Hoping this post will help you really appreciate how computer graphics really works, in this era of Disney+ subscriptions. Next time you watch an animation - you might be hard pressed to not wonder about the beauty of light bouncing around the scene. And perhaps, next time you see an AI-generated video, you might wonder just how much physics it has really learned. For all the science in this post, it is important to remember that a big chunk of graphics is to do with art, not science. I recommend this talk about how artists and programmers came together to create the eyes of robot Wall-E. Hope you had fun reading this!

References

Rendering and Computer Graphics

[1] Kajiya, J. T. (1986). The Rendering Equation. SIGGRAPH '86, 143-150.
[2] Whitted, T. (1980). An Improved Illumination Model for Shaded Display. Communications of the ACM, 23(6), 343-349.
[3] Phong, B. T. (1975). Illumination for Computer Generated Pictures. Communications of the ACM, 18(6), 311-317.
[4] Cook, R. L., & Torrance, K. E. (1982). A Reflectance Model for Computer Graphics. ACM Transactions on Graphics, 1(1), 7-24.

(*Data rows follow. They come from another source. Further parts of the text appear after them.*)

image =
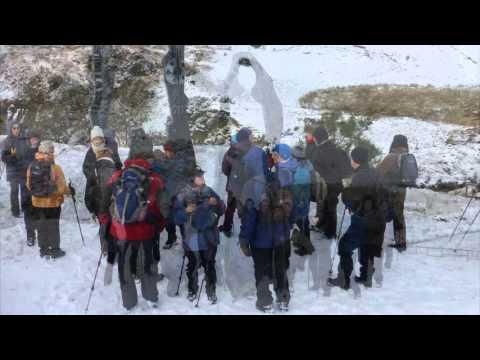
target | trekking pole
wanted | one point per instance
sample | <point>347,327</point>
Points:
<point>337,241</point>
<point>94,279</point>
<point>461,217</point>
<point>200,292</point>
<point>180,277</point>
<point>468,230</point>
<point>76,212</point>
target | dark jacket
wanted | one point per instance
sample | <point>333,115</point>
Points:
<point>269,225</point>
<point>156,210</point>
<point>174,173</point>
<point>16,164</point>
<point>332,163</point>
<point>366,199</point>
<point>256,173</point>
<point>92,191</point>
<point>231,158</point>
<point>389,169</point>
<point>201,226</point>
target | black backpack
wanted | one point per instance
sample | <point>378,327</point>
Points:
<point>238,175</point>
<point>41,179</point>
<point>408,170</point>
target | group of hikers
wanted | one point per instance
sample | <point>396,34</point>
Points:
<point>270,188</point>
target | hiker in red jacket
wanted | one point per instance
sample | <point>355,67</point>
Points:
<point>137,206</point>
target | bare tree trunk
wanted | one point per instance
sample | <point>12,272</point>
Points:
<point>178,130</point>
<point>103,79</point>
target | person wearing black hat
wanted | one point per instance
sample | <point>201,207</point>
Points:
<point>388,170</point>
<point>13,154</point>
<point>198,208</point>
<point>332,164</point>
<point>34,137</point>
<point>364,202</point>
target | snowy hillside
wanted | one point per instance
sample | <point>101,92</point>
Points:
<point>296,70</point>
<point>434,276</point>
<point>420,281</point>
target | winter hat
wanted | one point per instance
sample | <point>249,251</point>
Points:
<point>399,141</point>
<point>46,147</point>
<point>244,134</point>
<point>284,150</point>
<point>109,134</point>
<point>34,133</point>
<point>140,145</point>
<point>96,132</point>
<point>298,152</point>
<point>320,134</point>
<point>360,155</point>
<point>168,147</point>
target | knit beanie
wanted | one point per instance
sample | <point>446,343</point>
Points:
<point>46,147</point>
<point>284,150</point>
<point>244,134</point>
<point>399,141</point>
<point>360,155</point>
<point>320,134</point>
<point>141,144</point>
<point>298,152</point>
<point>96,132</point>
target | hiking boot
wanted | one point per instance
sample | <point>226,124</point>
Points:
<point>282,306</point>
<point>225,231</point>
<point>316,228</point>
<point>361,279</point>
<point>191,296</point>
<point>212,298</point>
<point>45,253</point>
<point>57,253</point>
<point>159,277</point>
<point>153,304</point>
<point>268,309</point>
<point>30,241</point>
<point>168,245</point>
<point>400,247</point>
<point>343,284</point>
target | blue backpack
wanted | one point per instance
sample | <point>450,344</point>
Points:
<point>302,179</point>
<point>130,196</point>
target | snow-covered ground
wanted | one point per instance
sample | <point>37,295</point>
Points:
<point>413,282</point>
<point>438,161</point>
<point>298,69</point>
<point>423,280</point>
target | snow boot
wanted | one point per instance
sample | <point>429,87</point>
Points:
<point>268,309</point>
<point>400,247</point>
<point>152,304</point>
<point>282,306</point>
<point>169,244</point>
<point>191,296</point>
<point>57,253</point>
<point>45,253</point>
<point>227,232</point>
<point>212,298</point>
<point>340,282</point>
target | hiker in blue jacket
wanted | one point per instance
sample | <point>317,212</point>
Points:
<point>266,234</point>
<point>199,208</point>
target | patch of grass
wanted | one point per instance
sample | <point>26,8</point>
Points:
<point>451,105</point>
<point>346,131</point>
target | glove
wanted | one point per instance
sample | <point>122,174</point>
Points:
<point>245,249</point>
<point>310,139</point>
<point>108,275</point>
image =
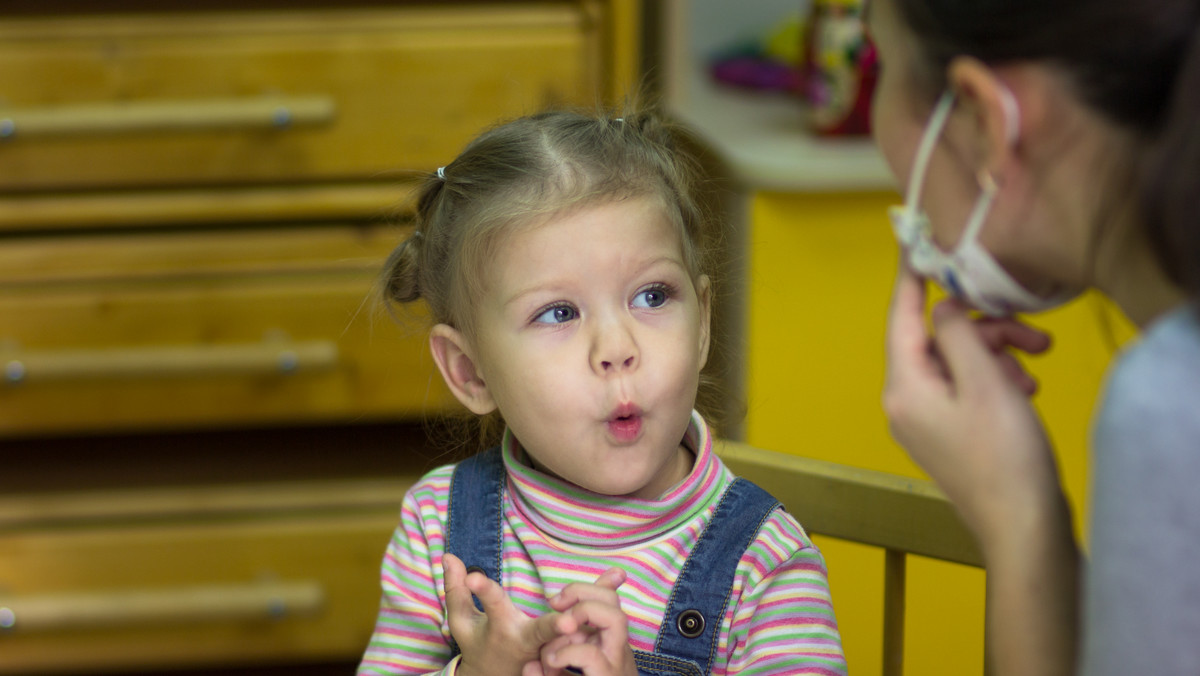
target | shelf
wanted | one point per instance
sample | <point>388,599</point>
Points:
<point>766,144</point>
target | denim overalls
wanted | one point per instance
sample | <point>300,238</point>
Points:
<point>687,641</point>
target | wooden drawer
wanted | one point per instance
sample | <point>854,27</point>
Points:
<point>175,99</point>
<point>193,576</point>
<point>205,328</point>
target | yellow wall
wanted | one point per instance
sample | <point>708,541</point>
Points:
<point>820,274</point>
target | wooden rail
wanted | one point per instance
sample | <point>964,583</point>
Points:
<point>899,514</point>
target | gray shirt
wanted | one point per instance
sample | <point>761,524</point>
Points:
<point>1141,594</point>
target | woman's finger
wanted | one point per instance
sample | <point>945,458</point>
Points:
<point>971,363</point>
<point>906,338</point>
<point>1017,374</point>
<point>1009,333</point>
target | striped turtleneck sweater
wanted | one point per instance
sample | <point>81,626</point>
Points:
<point>779,620</point>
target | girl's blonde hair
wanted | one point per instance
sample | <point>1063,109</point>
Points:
<point>521,173</point>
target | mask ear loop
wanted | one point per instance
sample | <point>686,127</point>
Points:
<point>925,148</point>
<point>988,185</point>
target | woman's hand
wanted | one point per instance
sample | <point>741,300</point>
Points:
<point>502,639</point>
<point>958,401</point>
<point>600,645</point>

Neural Rendering (Bridging Graphics and AI)

[5] Mildenhall, B., Srinivasan, P. P., Tancik, M., Barron, J. T., Ramamoorthi, R., & Ng, R. (2020). NeRF: Representing Scenes as Neural Radiance Fields for View Synthesis. ECCV 2020.
[6] Tewari, A., et al. (2020). State of the Art on Neural Rendering. Computer Graphics Forum, 39(2), 701-727.
[7] Kerbl, B., Kopanas, G., Leimkühler, T., & Drettakis, G. (2023). 3D Gaussian Splatting for Real-Time Radiance Field Rendering. ACM Transactions on Graphics, 42(4).

AI World Models

[8] Ha, D., & Schmidhuber, J. (2018). World Models. arXiv preprint arXiv:1803.10122.
[9] LeCun, Y. (2022). A Path Towards Autonomous Machine Intelligence. OpenReview.
[10] Bruce, J., et al. (2024). Genie: Generative Interactive Environments. arXiv preprint arXiv:2402.15391.
[11] OpenAI. (2024). Video Generation Models as World Simulators. OpenAI Technical Report (Sora).

Physics of Light

[12] Huygens, C. (1690). Traité de la Lumière (Treatise on Light).
[13] Newton, I. (1704). Opticks: or, A Treatise of the Reflexions, Refractions, Inflexions and Colours of Light.
[14] Maxwell, J. C. (1865). A Dynamical Theory of the Electromagnetic Field. Philosophical Transactions of the Royal Society of London, 155, 459-512.